Before the ‘normal’ DevOpsDays, there was a day filled with workshops. These are the notes of the workshops that I attended.
Working with Docker & Microsoft Azure Container Service — Mark van Holsteijn (Xebia)
Mark started with a presentation about Microsoft Azure Container Service and introduced the core concepts we’d be working with. Those concepts were:
- Mesos: a distributed systems kernel on which ACS is built on to of.
- Marathon: init system of Mesos
- Mesos-DNS: DNS based service discovery
- Marathon-LB: Load balancer
- Chronos: cron subsystem for Mesos
The biggest chunk of the workshop was about getting hands-on experience with Azure Container Service DC/OS.
Going Elastic — Philipp Krenn (Elastic)
This workshop began with a bit of history and name-dropping: where did it all start (apparently with Shay Banon creating a cooking app for his wife), what is in the Elastic Stack and who is using their products (e.g. GitHub, Stack Overflow and Salesforce).
What is part of the Elastic Stack? From bottom to top:
- Logstash and Beats to ingest logs and other data
- Elasticsearch to store the data
- Kibana to explore the data
Logstash, Elasticsearch and Kibana combined are known as the “ELK stack”.
While Logstash is working fine, it is kind of heavy. It started out as Ruby application and is now using JRuby. Beats, the newest member of the family, is written in Go and more lightweight. It can insert data directly into Elasticsearch, or forward data. Logstash still has its purpose though: it can, for instance, be used to enrich data like adding a country to an IP address.
All the components in the Elastic Stack are open source. “X-Pack” provides commercial plugins: security (authentication, authorisation), alerting (e.g. if we’ve sold more than x dollar, post “Hooray” in Slack), monitoring (the stack itself), graph (to explore data and find out what it is about). Coming soon: reports.
Currently each component has its own version number: the latest version of Elasticsearch is 2.3.3, while Kibana is at version 4.5.1. The result is that you need a matrix to be able to determine which version of X is compatible with which version of Y. To solve this, the next release of all components will be version 5 and the version numbers will be kept in sync.
The configuration for the VM we used for the workshop can be found on
currently using version
5.0.0-alpha3 but the
alpha4 version will
be released soon and the configuration will then be updated.
We’ve used Ansible to install and configure the Elastic Stack components during the workshop.
After getting Kibana up and running, we used its console to interact with Elasticsearch.
Internal information can be queried via the “
_cat” API, e.g. “
/_cat/health” (Note that you can always add the “
?v” parameter to
get the headers.)
Our cluster—the VM—only has a single node. That’s why replication has been disabled (since it does not add redundancy and only requires more resources). This is why our cluster in code yellow: the replication factor is 1—there is no replication. Code red: problems. Code green: all data is replicated.
When a node is added, shards and replicas are moved to the new node to respectively spread the load and optimise redundancy. When a node disappears, the replicas are used to restore all shards.

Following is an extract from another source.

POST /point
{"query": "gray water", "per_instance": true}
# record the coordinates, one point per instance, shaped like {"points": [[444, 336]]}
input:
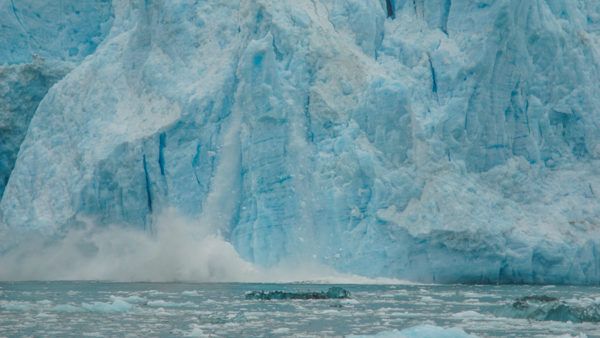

When you add data, Elasticsearch will automatically create a schema for you. But in a production environment you do not want to rely on that and you would want to manually define your schema.
To run a query, you ask one node and it gathers and merges the data from all nodes. The replicas are also used to answer the query. So if you have a high search load, you might want to increase the number of replicas. This will not help when writing is a bottleneck.
- See all indexes: “
- See all shards: “
You can query endpoints on multiple levels:
/_search: Search all indexes
/movies/_search/: Only movies index
/movies/movie/_search: Only movie documents.
The more specific the endpoint, the faster the query.
Queries are for full text searching (case insensitive) and results have a certain relevance. Filters don’t do scoring and are just hard constrains.
The relevance score is determined via a formula in which (amongst other things) term frequency and inverted document frequency are used. Term frequency is what you would expect: if a search term is present more often, the relevance of the document is higher. Inverted document frequency means that the least common term is the most important one for calculating the relevance. In other words: terms that are less common will become more important than terms that occur more frequently.
Logstash / Beats
There are community Beats which support more network protocols than included out of the box.
Beats provide sensible, default dashboards for Kibana.
Ansible, best practices — Bas Meijer (Independent Consultant)
Bas had prepared a bunch of lessons for us to get introduced to Ansible. they are on GitHub: https://github.com/bbaassssiiee/lunchbox.git.
For this workshop we used Vagrant and VirtualBox again, just like the
previous workshop. Bas used the
dockpack/centos6 box because it is hardened.
During the workshop I learned about a couple of useful Vagrant plugins:
Another tip: I should look into the Lookups plugin for Ansible.
If you want to attend more Ansible gatherings, go to an Ansible Benelux meetup.